Adapting Nordic principles for US cities

Fumi Kikuyama, Environmental Engineer in Ramboll US, shares her thoughts on how US metropolises could be inspired by their Nordic counterparts.
 

By Martin Zoffmann

Born, raised and graduated in Japan with solid work experience from Ramboll’s office in Chicago, Fumi Kikuyama has already seen a lot of the exciting things this world has to offer. However, since she had never been to the Nordics before, so she was very excited when she got the chance to go to Copenhagen in June of this year to attend the Copenhagen Urban Lab.

The Copenhagen Lab event was – in brief – a kind of case competition where young talents from different parts of the world got together in order to collaborate on one specific case for 9 days. A demanding exercise demanded that the team became familiar with the local conditions.
 
“The Nordic countries have a good reputation and are known for being concerned with environmental and climate-related issues. However, I was still impressed by the Nordic cities’ strong focus on social benefits and progressive solutions within areas like water, environment and energy,” Fumi Kikuyama states.

 “In Copenhagen I was very excited to experience all the greenness, the walkability, the extremely many bicycles as well as the driverless Metro system which is a great example of smooth and efficient underground transportation. Also, the high number of people hanging out the streets and parks, often surrounded by cool urban nature, was very inspiring. Copenhagen is definitively a ‘liveable’ city and cities like Chicago could learn a lot from its calmness and focus on sustainability.”

Still ahead

The specific case that Fumi worked on together with her Copenhagen Lab team is a lake in the centre of the city (Skt. Jorgen’s Lake) which might be transformed into a blue-green water reservoir and to play a crucial role in the city’s cloudburst mitigation.

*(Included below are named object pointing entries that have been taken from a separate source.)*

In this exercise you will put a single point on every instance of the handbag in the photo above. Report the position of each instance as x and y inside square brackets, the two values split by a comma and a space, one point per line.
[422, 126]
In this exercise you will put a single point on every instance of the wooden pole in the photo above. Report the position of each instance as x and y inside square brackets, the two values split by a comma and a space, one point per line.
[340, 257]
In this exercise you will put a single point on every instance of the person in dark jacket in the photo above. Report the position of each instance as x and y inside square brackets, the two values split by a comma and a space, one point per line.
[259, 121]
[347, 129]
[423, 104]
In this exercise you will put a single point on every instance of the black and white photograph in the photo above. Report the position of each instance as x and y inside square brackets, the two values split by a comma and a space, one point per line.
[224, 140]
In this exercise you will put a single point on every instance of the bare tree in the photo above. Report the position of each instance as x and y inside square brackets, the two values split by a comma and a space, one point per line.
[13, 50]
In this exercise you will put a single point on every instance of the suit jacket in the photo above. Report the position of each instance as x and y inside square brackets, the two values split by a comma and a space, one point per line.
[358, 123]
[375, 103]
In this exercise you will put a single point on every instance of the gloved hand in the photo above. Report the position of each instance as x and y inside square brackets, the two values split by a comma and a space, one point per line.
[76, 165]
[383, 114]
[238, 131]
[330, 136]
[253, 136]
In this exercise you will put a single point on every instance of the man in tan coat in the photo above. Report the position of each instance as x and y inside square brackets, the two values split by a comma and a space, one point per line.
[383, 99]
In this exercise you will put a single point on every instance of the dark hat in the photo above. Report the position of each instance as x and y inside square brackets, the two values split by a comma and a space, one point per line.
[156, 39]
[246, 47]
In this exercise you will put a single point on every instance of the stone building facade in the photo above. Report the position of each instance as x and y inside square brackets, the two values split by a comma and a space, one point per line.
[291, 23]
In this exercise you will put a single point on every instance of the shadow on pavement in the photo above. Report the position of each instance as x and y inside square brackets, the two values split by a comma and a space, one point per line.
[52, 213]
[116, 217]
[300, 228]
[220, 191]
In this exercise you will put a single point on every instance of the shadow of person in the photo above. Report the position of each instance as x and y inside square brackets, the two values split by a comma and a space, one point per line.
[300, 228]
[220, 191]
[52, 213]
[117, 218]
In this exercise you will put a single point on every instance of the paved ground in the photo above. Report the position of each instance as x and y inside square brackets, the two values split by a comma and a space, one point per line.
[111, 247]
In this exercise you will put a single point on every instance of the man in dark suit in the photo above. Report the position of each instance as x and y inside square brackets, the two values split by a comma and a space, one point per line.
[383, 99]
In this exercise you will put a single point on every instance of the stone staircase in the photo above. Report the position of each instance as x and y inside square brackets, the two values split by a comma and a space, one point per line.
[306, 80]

The team’s proposal for a redesign of the lake and its surroundings contains inspiration from Chicago where an adjacent lake and river was recently made more accessible and more attractive for people.

“Several large cities in the US have started to implement interesting concepts that combine urban planning and climate adaptation. However, many of them might not yet be as far as the biggest Nordic cities, so even though inspiration can go both ways, it seems like the Nordics are still ahead within urban liveability,” Fumi reflects.

The proposal also includes transformation of a street into a ‘blue-green’ boulevard and having vegetation in the lake that purifies the water. It was presented at the ‘Embrace the Water’ conference in Gothenburg.

In order to support the development of cross-disciplinary solutions for climate adaptation in urban areas, Ramboll recently hosted the event ‘Copenhagen Urban Lab’ together with municipalities and utilities in the Danish capital.